Peripheral Neuropathy Risk Factors
By far the most common comorbidity with peripheral neuropathy is diabetes. High, uncontrolled blood sugar levels are extremely detrimental to nerve health. It slows circulation, keeps nerves from getting the nutrients they need, and can even physically “choke” or pinch the nerves by inflaming the surrounding tissues.

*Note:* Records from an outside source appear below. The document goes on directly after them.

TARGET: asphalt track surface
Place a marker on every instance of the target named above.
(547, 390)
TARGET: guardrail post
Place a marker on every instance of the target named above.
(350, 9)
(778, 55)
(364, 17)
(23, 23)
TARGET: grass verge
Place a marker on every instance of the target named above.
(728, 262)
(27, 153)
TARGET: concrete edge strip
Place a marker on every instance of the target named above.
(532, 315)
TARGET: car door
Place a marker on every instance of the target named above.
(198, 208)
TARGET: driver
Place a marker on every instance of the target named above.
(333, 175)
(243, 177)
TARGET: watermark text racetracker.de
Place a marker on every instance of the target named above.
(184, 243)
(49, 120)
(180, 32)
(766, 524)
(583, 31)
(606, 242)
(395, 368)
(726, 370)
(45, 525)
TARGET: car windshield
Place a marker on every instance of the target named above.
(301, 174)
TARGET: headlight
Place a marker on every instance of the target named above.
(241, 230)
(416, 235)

In fact, the two conditions are so entwined that, according to some estimates, as many as 70% of people with diabetes will eventually develop peripheral neuropathy to some degree—though most individuals do still have a great deal of control in preventing the most severe symptoms.
For this reason, we strongly encourage all our patients with diabetes to have a comprehensive checkup at our office at least once per year.
But diabetes is far from the only risk factor. Others include:
- Certain autoimmune diseases, including rheumatoid arthritis, lupus, and Sjogren’s syndrome
- Dietary and nutritional deficiencies
- Side effects from various medications (most notably chemotherapy drugs)
- Alcohol abuse
- Viral and bacterial infections
- Exposure to poison or toxins
- Kidney disease
- Liver disease
- Post-surgical complications
It’s important to realize that you may be living with more than one potential risk factor. At your appointment, it will be extremely important for us to establish not only the neuropathy diagnosis itself, but also identify the most likely root causes so our treatments can be as effective as possible.
What Should I Do if I Suspect Neuropathy?
Although it may take months or even years for your neuropathy to progress to a more severe stage, there really is no time to lose. In many cases, chronic nerve damage is not fully reversible.
If you wait until your pain is severe, we can still usually help you manage that discomfort and get some of your life back. In fact, we have one of the most advanced treatment programs anywhere in the country to help reverse symptoms to the greatest extent possible, including laser therapy and electronic signal transfer therapy. But complete restoration is often not possible unless you get out in front of the disease.
At Fixing Feet Institute, we perform extensive neuropathy screenings, which may include blood work, a nerve conduction velocity test, diagnostic imaging, and/or an EMG.
These tools help us detect the early stages of the condition—often before you yourself notice anything—and in many cases can also help us identify likely root causes as well. If you are living with diabetes, it’s essential that you get tested at regular intervals, and learn the benefits of custom orthotics.
And if you do notice any of those early warning signs, you are much better safe than sorry. Don’t gamble with the long-term health of your nerves.